Should I skip meals to lose weight?

Research has shown us that missing meals invites us to be hungry more often which, in turn, encourages us to over indulge when we do eat. People who miss out on meals also tend to snack on unhealthy convenience foods. So they end up consuming more calories from less nutritious foods than people who do not miss out on regular meals.

Taking that one step further, several recent studies have concluded that it is much better to eat frequent small meals than two or three larger meals. Even though you are eating more often you are not actually consuming more because each meal or snack is itself much smaller.

This works because of the way in which the food we eat is converted into sugars which are passed into the bloodstream. From there it can be used by various parts of the body to provide energy to cells in our muscles, brain, nervous system, organs, etc. to fuel daily life. Insulin is the hormone produced by our body to signal cells that they should take on sugars for fuel.

Graphic showing varying blood glucose levels throught the day

The size of any increase in blood sugar levels after eating depends on what was eaten and how much was eaten. If large amount of most foods or even smaller amount of foods which are easily converted into sugars – like processed grains and simple sugars – are eaten then blood sugar levels rise rapidly. The body responds by mopping up the extra sugar and storing it as fat for later.

This natural mechanism made a lot of sense to our distant ancestors who might rely on that fat store when food was much harder to come by. But in the modern age we just store more and more fat, day by day, pound after pound, and rarely burn it off again.

The glycaemic index is used to score foods on how quickly they give up carbohydrates into sugar in the blood. A food’s glycaemic load takes account of the amount of carbohydrate in a serving as well as its GI score.

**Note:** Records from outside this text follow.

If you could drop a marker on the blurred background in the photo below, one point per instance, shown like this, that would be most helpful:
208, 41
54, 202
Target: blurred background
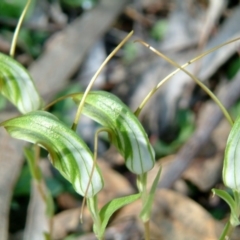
63, 43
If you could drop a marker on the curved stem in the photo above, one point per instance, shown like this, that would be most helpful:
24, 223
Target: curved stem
207, 90
80, 107
17, 30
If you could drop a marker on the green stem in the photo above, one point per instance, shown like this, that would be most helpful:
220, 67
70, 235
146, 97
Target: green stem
93, 167
147, 230
92, 206
17, 30
207, 90
227, 231
80, 107
142, 187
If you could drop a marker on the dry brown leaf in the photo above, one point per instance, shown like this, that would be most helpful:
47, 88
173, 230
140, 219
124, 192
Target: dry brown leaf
175, 216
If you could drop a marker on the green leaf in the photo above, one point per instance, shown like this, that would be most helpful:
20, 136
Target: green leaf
17, 86
146, 210
111, 207
68, 153
231, 165
128, 135
13, 8
231, 203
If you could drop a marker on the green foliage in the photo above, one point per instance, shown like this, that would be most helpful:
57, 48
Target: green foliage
127, 134
233, 67
231, 165
232, 203
146, 210
79, 3
23, 185
110, 208
68, 153
17, 85
14, 8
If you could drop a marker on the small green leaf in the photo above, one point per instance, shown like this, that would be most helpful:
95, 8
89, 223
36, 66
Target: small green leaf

By choosing suitable foods and eating smaller portions more frequently you can help your body maintain a more stable blood sugar level. For someone trying to lose weight this means fewer surges after large GL meals during which fat is laid down in stores. It also means fewer dips in blood glucose levels which prompt the body to feel hungry. And strong hunger pangs lead to over-eating which makes creating the negative calorie balance needed for weight loss much more difficult.